By Mandy Honeychurch, staff writer

The University of California Los Angeles
The UC Regents meeting ended with several approved salary increases for administrative positions, many of which will be paid for with public funding. Given recent protests against tuition increases, this decision has brought controversy. Protestors who attended the November 28 meeting ended up shutting it down and it wasn’t till it reconvened later, in front of a much smaller audience, that the pay increases were approved.
The Regents voted to give a vice chancellor at UCLA as well as two vice chancellors from UC Irvine raises of 9.9%. After this pay raise, the UCLA vice chancellor’s salary will be $317,000 while the UC Irvine vice chancellors will make $247,000. Another executive pay raise will go to Joseph Castro of UC San Francisco, who will receive a 7.5% pay bump. He is the interim dean of the university’s graduate division and will make about $253,000 a year. In addition to the executive pay increases, six campus attorneys also will receive pay raises. The largest went to an attorney for UC Davis, Steven Drown, whose salary will increase by 21.9% from $205,045 to $250,000. The other attorneys will receive pay raises from 6.4% to 14.3%.
The Regents also approved a few other compensation measures. First off, they appointed a dean for the University Extension at UC Santa Cruz, who will make $165,000 a year. The Regents also voted to create a new position for the UC Davis Health System, a chief strategy officer. Additionally, the chief operating officer of UC Davis’s Medical Center received a 23% pay hike. However, unlike the pay raises for the UC executives and attorneys, the compensation for these three positions will not be paid with public funding.

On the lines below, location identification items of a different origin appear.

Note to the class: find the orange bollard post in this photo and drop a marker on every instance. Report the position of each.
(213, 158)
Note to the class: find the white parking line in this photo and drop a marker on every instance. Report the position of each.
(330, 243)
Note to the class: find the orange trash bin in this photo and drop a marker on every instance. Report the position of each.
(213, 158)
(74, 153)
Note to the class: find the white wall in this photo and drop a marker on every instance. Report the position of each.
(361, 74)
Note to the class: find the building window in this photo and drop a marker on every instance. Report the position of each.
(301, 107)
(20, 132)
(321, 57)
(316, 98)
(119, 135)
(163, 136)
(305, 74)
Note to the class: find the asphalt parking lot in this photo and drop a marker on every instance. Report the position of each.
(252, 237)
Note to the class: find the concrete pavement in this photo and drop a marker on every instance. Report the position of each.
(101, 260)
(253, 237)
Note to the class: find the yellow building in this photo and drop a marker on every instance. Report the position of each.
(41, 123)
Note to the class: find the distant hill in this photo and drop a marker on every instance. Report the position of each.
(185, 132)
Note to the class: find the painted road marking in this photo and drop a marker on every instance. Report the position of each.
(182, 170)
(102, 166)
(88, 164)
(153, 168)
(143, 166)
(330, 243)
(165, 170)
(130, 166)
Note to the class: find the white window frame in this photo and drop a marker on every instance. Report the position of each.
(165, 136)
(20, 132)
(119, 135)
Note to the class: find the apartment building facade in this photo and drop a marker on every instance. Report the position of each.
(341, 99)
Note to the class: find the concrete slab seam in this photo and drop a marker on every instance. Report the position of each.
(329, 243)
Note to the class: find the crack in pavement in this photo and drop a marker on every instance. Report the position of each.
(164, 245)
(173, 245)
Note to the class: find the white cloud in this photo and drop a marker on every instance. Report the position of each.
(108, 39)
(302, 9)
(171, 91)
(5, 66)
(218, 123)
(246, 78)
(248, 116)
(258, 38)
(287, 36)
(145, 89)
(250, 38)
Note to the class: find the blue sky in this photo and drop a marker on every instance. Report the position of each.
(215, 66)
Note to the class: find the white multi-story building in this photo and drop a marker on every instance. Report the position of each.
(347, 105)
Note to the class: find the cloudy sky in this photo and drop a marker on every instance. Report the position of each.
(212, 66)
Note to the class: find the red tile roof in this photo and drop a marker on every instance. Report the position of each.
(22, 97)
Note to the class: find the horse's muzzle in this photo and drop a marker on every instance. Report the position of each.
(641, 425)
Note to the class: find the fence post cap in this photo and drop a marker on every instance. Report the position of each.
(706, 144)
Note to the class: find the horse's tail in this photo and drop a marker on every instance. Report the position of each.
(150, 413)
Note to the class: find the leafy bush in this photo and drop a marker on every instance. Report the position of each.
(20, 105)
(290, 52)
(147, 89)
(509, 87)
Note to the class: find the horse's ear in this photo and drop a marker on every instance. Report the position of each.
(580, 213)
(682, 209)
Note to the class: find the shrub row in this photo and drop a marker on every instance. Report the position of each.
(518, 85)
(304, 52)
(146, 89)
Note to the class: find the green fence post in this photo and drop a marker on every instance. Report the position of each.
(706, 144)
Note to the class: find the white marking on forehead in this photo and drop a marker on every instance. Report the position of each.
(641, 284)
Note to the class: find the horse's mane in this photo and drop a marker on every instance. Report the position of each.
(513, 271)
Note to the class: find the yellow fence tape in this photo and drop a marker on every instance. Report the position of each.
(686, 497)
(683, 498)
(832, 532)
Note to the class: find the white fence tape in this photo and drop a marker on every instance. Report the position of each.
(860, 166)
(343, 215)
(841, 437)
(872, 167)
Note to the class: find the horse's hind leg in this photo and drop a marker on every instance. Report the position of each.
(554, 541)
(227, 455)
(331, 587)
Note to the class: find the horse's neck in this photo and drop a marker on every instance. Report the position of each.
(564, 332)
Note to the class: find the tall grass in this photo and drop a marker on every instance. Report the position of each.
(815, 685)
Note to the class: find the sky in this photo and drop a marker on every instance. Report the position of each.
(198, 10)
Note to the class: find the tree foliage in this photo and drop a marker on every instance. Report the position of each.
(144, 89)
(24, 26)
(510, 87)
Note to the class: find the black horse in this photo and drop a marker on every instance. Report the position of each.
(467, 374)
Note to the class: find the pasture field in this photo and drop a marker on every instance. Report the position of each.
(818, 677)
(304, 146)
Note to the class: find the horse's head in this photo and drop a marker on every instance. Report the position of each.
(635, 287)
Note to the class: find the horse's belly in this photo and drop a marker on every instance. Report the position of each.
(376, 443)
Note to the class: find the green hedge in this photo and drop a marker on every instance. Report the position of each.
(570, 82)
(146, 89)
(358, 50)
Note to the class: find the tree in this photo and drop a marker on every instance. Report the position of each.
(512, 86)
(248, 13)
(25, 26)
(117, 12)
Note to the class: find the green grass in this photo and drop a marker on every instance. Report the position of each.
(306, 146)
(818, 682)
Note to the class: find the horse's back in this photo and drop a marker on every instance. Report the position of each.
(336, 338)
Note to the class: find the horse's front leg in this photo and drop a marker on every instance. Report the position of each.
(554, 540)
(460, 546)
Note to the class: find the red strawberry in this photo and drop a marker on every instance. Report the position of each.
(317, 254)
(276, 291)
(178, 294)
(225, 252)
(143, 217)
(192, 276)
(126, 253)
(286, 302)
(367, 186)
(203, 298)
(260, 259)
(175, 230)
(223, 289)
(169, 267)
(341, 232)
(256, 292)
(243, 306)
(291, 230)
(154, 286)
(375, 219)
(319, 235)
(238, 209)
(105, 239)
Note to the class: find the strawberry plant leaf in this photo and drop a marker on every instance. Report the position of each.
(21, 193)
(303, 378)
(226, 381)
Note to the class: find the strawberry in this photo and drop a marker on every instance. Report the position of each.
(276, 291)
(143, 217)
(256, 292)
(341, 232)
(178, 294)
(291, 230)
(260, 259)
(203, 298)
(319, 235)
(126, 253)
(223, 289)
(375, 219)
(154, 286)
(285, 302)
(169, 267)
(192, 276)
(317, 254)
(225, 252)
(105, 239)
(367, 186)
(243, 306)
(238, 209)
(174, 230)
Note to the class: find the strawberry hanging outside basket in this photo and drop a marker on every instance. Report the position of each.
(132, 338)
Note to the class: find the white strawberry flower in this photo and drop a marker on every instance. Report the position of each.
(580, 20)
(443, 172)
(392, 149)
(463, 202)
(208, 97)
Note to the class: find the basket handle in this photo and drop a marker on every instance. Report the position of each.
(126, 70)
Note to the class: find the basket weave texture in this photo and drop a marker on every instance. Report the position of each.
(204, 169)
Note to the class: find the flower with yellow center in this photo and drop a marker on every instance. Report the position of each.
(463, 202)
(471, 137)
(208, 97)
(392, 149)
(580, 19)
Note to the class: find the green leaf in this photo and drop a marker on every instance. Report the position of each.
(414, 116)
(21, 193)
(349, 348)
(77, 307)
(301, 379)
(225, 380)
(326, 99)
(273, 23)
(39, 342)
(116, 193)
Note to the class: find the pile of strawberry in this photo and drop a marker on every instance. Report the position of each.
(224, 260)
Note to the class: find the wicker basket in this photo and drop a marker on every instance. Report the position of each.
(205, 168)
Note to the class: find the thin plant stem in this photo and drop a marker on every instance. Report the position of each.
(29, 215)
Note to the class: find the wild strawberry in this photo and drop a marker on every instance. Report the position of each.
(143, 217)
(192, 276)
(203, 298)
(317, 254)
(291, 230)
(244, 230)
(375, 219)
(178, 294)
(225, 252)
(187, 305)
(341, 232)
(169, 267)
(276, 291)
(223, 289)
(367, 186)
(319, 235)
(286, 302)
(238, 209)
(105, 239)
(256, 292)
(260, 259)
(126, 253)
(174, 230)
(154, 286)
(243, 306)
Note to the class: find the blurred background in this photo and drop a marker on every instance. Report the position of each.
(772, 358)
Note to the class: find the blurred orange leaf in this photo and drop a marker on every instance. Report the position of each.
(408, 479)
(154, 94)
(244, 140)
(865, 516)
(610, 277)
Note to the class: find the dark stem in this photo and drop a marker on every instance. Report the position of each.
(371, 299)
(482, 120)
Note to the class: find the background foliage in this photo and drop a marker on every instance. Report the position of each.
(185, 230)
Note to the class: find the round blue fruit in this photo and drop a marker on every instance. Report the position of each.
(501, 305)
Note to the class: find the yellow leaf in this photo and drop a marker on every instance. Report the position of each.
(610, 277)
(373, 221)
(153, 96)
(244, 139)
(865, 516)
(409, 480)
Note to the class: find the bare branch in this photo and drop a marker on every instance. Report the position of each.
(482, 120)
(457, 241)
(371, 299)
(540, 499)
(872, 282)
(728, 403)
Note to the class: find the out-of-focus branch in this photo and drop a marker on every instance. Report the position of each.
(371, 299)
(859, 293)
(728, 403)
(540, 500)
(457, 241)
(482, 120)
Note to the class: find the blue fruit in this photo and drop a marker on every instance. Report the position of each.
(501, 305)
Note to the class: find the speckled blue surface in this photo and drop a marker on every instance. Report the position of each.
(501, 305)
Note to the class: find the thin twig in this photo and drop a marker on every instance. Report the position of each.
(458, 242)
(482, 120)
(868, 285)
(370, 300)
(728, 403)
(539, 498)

The Regents also voted to request that the state increase funding for the next fiscal year from $2.3 billion to $2.7 billion.
According to UC President Mark Yudof, these pay increases are to help the universities retain their best employees. “I understand it’s not a great time, but we can’t really close down shop and say we’re not going to make any effort to retain our best people,” Yudof said at the meeting.
However, given concerns about tuition increases, specifically a possible 81% increase over the next four years, many have already issued concerns about handing out these raises, particularly those that are publically funded. Before the Regents could approve these decisions, the Regents listened to three hours of complaints from the public, most of which were about the pepper spray incident at UC Davis and other issues of police brutality at UC Berkeley, in addition to complaints about tuition increases.
The Regents have said they will not vote on tuition increases, though, until at least March, and that they are waiting for the governor to release his budget proposal to make any decisions.